The state budget is in more trouble than you may think for one simple reason. Most of it can't be touched.

Seattle Times Olympia bureau

The state budget is in more trouble than you may think for one simple reason.

Most of it can't be touched.

Roughly 60 percent of state spending — mainly money for K-12 education and Medicaid — is largely off-limits to cuts because of federal restrictions and other legal barriers.

That means a shortfall in tax collections approaching $5 billion over the next two years must be chopped from a relatively narrow slice of state spending that's unprotected.
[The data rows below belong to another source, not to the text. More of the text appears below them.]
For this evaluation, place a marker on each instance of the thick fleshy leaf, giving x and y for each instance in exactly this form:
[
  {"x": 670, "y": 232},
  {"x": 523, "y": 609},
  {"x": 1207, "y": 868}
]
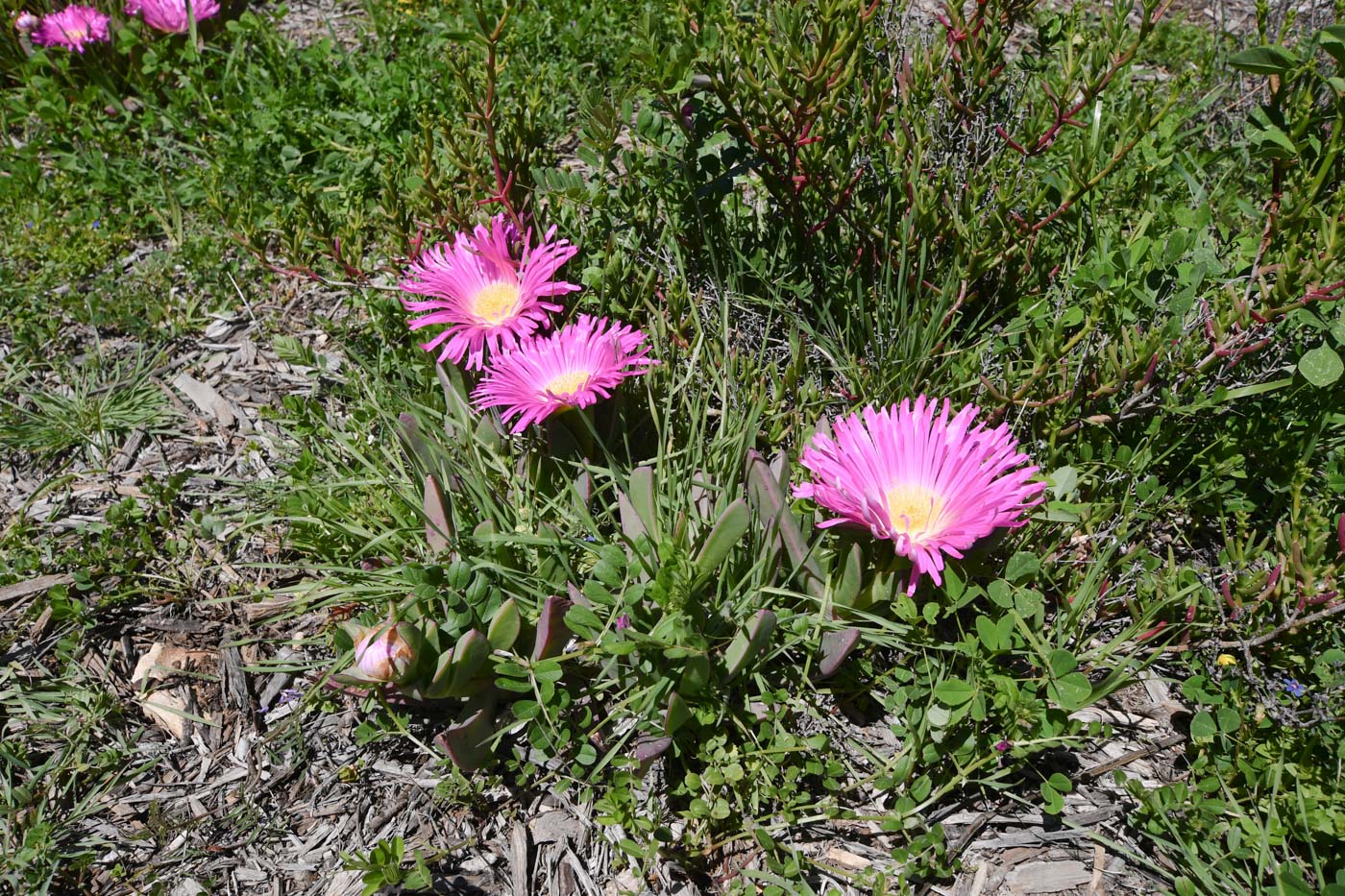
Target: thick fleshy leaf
[
  {"x": 851, "y": 576},
  {"x": 467, "y": 742},
  {"x": 748, "y": 643},
  {"x": 728, "y": 530},
  {"x": 631, "y": 525},
  {"x": 441, "y": 677},
  {"x": 460, "y": 415},
  {"x": 551, "y": 633},
  {"x": 836, "y": 647},
  {"x": 643, "y": 498},
  {"x": 504, "y": 626},
  {"x": 439, "y": 530},
  {"x": 769, "y": 498},
  {"x": 675, "y": 714},
  {"x": 696, "y": 674},
  {"x": 416, "y": 446},
  {"x": 470, "y": 655},
  {"x": 648, "y": 750}
]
The consequences are clear. Every tax dollar not safeguarded by law is vulnerable to cuts.

The governor's proposed budget, released before Christmas, would slash funding for programs the middle class would notice, such as state parks, museums, the arts and higher education. It also would hit the poor, dumping the Basic Health Plan, which offers subsidized insurance to thousands of the working poor, and Disability Lifeline, which provides cash and health care for unemployable disabled people.

Gov. Chris Gregoire said she's had a hard time getting lawmakers to fully comprehend the severity of the state's finances.

"When I say to them, 'Do you understand you are going to cut one-third of the budget?' ... they can't grasp that. Not yet," she said.

Her estimate that a third of the budget must go is a bit of an overstatement. The figure includes two initiatives that mandate annual raises for teachers, pegged to inflation, and extra spending to reduce class sizes. Both were suspended two years ago, and Gregoire has proposed doing so again. Those two items alone are worth more than $1 billion.

Still, billions of dollars must be cut by reducing or eliminating state programs, setting the stage for an ugly 105-day legislative session, with lawmakers at odds over what to cut and special-interest groups fighting to protect their turf.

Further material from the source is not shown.